Люся решительно забирает с палатки хлеб, котелок с остатками каши и идет к нам.

— Ешьте, — просто говорит она, подавая мне котелок, хлеб и ложку.

Кривенок что-то хмыкает и начинает закуривать. Курить открыто нельзя, но парень, видимо, забывает об этом и ярким огоньком раздувает цигарку.

— А ну, осторожней там! — строго прикрикивает Желтых. — Закочегарил!

— Будем есть? — тихо говорю я Кривенку, но он не отвечает, а все курит, курит.

«Вот тебе и радость, — думаю я. — Вот и дождались…»

С болью и досадой я поглядываю на тусклую в сумерках фигуру Люси, с ненавистью — на Задорожного и не могу понять, как это она не видит его наглости, не замечает пошловатых шуток, относится к нему так, будто он тут лучший среди нас, и мне даже кажется, что ей хорошо вот так сидеть с ним рядом и есть суп.

— Ну, вот что! Поужинали — дай бог позавтракать, — говорит Желтых, вытирая усы, и принимается за второй котелок. — Теперь будем пить чаек…

Но попить чаю ему не удается. Не успевает он снять крышку, как вверху неожиданно и визгливо звучит: «И-у-у… И-у-у…»

«Тр-рах! Тр-рах! Тр-рах!» — гремят в темноте вокруг нас взрывы. Горячие волны бьют в спины, в лица, обдают землей. Близкое пламя на мгновение вырывает из темноты испуганные лица, ослепляет. И снова в воздухе: «И-у-у… И-у-у!»

— Ложись! — властно кричит Желтых. — В окоп!

Я переваливаюсь через бруствер и падаю вместе со всеми в черную тьму окопа. Кто-то наваливается на меня, больно ударив каблуком в спину. Земля под нами рвется, вздрагивает раз, второй, третий… По головам, согнутым спинам ударяют комья земли, и снова все утихает.

— Собаки! — говорит в напряженной тишине Желтых. Расталкивая нас в темноте, он начинает вставать. — Засекли или наугад?

За командиром шевелятся остальные, кажется, все целы.

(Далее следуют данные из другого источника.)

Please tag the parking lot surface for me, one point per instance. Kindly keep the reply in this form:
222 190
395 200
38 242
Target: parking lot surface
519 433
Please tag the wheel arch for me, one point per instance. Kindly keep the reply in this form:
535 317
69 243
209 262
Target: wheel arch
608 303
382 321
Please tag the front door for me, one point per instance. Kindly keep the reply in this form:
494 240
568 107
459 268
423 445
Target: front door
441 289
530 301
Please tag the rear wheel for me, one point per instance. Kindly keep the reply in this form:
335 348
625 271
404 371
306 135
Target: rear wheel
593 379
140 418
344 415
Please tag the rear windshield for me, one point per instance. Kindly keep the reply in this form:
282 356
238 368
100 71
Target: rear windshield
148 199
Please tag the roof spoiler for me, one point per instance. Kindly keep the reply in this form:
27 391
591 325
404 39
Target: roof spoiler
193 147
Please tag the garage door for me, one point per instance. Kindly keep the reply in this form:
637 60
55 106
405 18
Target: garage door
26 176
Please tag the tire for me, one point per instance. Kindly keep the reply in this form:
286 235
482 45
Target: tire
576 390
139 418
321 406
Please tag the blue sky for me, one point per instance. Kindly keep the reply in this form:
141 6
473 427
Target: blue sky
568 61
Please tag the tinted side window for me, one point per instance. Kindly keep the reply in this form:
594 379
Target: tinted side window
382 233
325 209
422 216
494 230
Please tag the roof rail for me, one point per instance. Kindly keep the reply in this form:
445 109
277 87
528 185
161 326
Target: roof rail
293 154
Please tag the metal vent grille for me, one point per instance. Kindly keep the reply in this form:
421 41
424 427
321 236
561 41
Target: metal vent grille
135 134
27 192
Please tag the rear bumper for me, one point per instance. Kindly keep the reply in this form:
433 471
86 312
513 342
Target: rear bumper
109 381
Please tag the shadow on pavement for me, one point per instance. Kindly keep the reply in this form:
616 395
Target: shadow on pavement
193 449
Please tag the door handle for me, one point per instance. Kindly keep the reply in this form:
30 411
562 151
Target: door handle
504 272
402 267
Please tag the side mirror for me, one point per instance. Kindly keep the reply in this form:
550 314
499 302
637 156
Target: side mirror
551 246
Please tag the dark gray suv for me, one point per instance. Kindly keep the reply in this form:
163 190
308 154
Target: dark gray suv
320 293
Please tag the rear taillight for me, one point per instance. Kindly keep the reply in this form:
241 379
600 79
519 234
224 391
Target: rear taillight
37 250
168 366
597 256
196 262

— О господи! И напугалась же я, — вдруг совсем рядом отзывается Люся, и я вздрагиваю — ее теплое, слегка дрожащее тело только что прижималось к моей спине. С непонятной неловкостью я отстраняюсь и, обрушивая землю в окопе, даю место девушке.

Мы все встаем, вслед за Желтых начинаем вылезать на поверхность. А возле плащ-палатки, будто ничего не было, спокойно доедая свой суп, сидит Лешка.

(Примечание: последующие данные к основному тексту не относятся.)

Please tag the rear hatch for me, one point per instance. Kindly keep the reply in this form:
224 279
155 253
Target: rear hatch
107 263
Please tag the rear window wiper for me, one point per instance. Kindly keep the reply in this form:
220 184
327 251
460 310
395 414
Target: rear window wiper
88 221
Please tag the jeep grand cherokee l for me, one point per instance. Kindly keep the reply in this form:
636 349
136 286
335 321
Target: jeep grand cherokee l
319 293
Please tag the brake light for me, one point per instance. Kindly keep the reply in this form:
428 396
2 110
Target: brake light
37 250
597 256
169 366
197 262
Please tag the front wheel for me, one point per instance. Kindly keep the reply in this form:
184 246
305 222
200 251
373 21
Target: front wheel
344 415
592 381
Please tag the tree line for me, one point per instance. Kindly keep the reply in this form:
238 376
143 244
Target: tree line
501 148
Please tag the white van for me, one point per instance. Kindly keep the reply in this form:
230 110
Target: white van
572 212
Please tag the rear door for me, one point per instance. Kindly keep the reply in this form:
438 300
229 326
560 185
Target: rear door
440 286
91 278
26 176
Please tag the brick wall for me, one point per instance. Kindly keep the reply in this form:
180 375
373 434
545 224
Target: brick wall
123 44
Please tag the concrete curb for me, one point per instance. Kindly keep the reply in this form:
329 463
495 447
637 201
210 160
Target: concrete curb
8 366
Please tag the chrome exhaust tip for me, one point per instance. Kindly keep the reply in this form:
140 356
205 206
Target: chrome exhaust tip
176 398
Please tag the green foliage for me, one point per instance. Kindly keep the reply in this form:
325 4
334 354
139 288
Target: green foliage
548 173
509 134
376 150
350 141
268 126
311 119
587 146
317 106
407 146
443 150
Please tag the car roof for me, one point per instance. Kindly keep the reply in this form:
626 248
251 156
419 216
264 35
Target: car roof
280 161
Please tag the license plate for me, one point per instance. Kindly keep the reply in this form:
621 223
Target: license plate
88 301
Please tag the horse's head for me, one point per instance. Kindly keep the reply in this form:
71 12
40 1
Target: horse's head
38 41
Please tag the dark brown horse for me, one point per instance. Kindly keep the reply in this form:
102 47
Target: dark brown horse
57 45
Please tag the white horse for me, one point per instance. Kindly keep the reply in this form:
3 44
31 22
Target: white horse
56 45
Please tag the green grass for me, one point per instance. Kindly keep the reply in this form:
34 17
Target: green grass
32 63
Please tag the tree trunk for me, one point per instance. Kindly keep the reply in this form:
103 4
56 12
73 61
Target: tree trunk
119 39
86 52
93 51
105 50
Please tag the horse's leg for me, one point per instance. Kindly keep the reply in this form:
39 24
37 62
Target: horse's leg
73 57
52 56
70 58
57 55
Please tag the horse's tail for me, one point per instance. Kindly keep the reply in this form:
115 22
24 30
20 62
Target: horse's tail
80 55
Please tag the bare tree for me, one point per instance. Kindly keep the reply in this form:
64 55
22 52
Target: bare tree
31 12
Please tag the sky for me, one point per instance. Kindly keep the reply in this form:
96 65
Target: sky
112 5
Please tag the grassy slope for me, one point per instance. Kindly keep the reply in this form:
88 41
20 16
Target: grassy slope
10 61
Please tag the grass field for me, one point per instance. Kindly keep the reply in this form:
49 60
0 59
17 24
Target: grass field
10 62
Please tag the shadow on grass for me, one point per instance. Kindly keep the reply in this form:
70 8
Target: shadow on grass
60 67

— Ну и быстры же на подъем! — язвит он. — Трах-бах — и уже в траншее. Вояки! Одним лаптем семерых убьешь.

Ему никто не отвечает. Желтых стоит, вслушиваясь в тревожную тишину. Впереди над холмами взлетает первая за сегодняшний вечер ракета. Теряя огневые капли, она разгорается, полминуты мигает далеким дрожащим огнем и гаснет.

— А ты не очень-то! — говорит Желтых. — Гляди, кабы боком не вылезло. Дошутишься.

— Ха! Двум костлявым не бывать — одной не миновать. Подумаешь!..

Ребята снова усаживаются вокруг палатки, опасливо поглядывая в сторону немцев, а Люся, видно еще не успокоившись, стоит на выходе из окопа.

— Ой, неужели вы не боитесь? — спрашивает она Задорожного.

— А чего бояться?

— Завидую смелым, — говорит Люся и вздыхает. — А я все не привыкну… Трусиха такая, ужас…

И тут я вижу Кривенка: он сосредоточенно и молчаливо сидит на прежнем месте и курит из кулака. Однако его безрассудная храбрость, кажется, остается никем не замеченной.

Задорожный тем временем, с аппетитом облизав ложку, встает во весь рост, потягивается и снова обращается к Люсе:

— Смелее, Люсик! С нами не пропадешь! Идем провожу тебя до второго расчета.

— Нет, спасибо, я сама, — отвечает Люся. — Где-то моя сумка? Не помню, куда и бросила.

— Здесь сумка, — каким-то приглушенным голосом впервые отзывается Кривенок.

Лешка, однако, выхватывает из его рук сумку и подает Люсе. Она надевает ее через плечо и обходит огневую, чтобы выйти на тропку, ведущую во второй батальон. Рядом идет Задорожный.

— Спасибо за ужин, мальчики. До свиданья.

— Ауфвидерзей, — развязно бросает нам Задорожный. — Я на секунду.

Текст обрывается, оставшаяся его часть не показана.